Monday, September 8, 2014

We might get banned from the front row at church.

I make the acolyte schedule for church, and I'm terrible at it. I forget about it until the last minute and then I usually have to try two or three times to get it right. Tucker and Keaton always acolyte together at the 8:00 service, about once a month. The weekly acolytes sit on the front row and the parents sit on the next one.

Semi-relevant back story: I had the first half of a root canal on Friday afternoon, worked the Consol football game Friday night, spent 5-6 hours at Tucker's football game Friday morning/afternoon, and then spent 6 or so hours at the Aggie football game Saturday night. By Sunday morning I was tired and had overdone it a little with the whole half-finished root canal thing.

The boys were scheduled to acolyte, but Tucker was starting confirmation in the afternoon, so he's technically graduated from being an acolyte. He decided he was done, so Keaton did it alone. No big deal.

Until I started crying. I realized that Tucker is growing up and will never acolyte again. And someday Keaton won't either. And I remembered a few people I know indirectly who have lost children in the last week and my heart broke for them, for the things they won't get to experience with their kids. I looked at my boys and remembered how precious time is.

And the cry got uglier.

Finally, Trey whispered in my ear, "I think this is the third week in a row you've cried at church. People are going to start thinking I either beat you or I'm leaving you." While neither of these things are funny, it made me giggle. He always knows just what to say. :)

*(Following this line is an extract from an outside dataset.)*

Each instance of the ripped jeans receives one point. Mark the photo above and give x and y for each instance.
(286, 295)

I started trying to dry it up.

About that time, Tucker, ever-oblivious, attempts to whisper, "Is Mesopotamia in the Bible? We're studying about it in social studies." Only his voice is changing and he doesn't have a whisper anymore, so he kind of shouted this at me while we were sitting on the second row. I shushed him, but then I had to answer him because it was a great connection and I wanted him to see it through.

The waterworks continued, but did slow down a little. I think during a prayer or something the crying picked up again so after it was over Trey motioned to Tucker to hand me a tissue because there was a box next to him. I was sitting between them.

Miming ensued. The mouthing of words with no sound but with strong facial expressions. Trey telepathically told Tucker to get his mom a tissue. Tucker telepathically argued about why it wasn't necessary. Facial expressions and hand motions changed accordingly. Finally, Tucker reached over and got a tissue.

And blew his own nose.

Keep in mind that his mom has been sobbing right next to him for the better part of ten minutes, and he has no idea that he should hand the kleenex to me. In case you didn't guess, he's pretty clueless sometimes.

This was, of course, hysterical and sent me into fits of heaving, silent laughter. I couldn't stop laughing, but we were sitting on the front row and I knew the entire church, choir and clergy included, had to be wondering what on earth was wrong with us.

Let's file the rest of these under "also happened during church yesterday":

  • Keaton and Tucker actually managed to find a way to wrestle during a song even though they were sitting on different pews.
  • Tucker tapped me on the shoulder more than once to get me back on track because I was behind in my notes.
  • Tucker announced to me in his non-whisper that he thinks he can now move his ankle bone around.
  • Keaton expressed his surprise during every song of communion by turning around to me and saying "How do you know this song?" He did this during EVERY SONG.

It occurred to me that this one hour church service was a microcosm of my life. And so, if we get kicked off the front two rows of church it will be our own fault. Maybe Keaton can acolyte from now on from, like, row 20.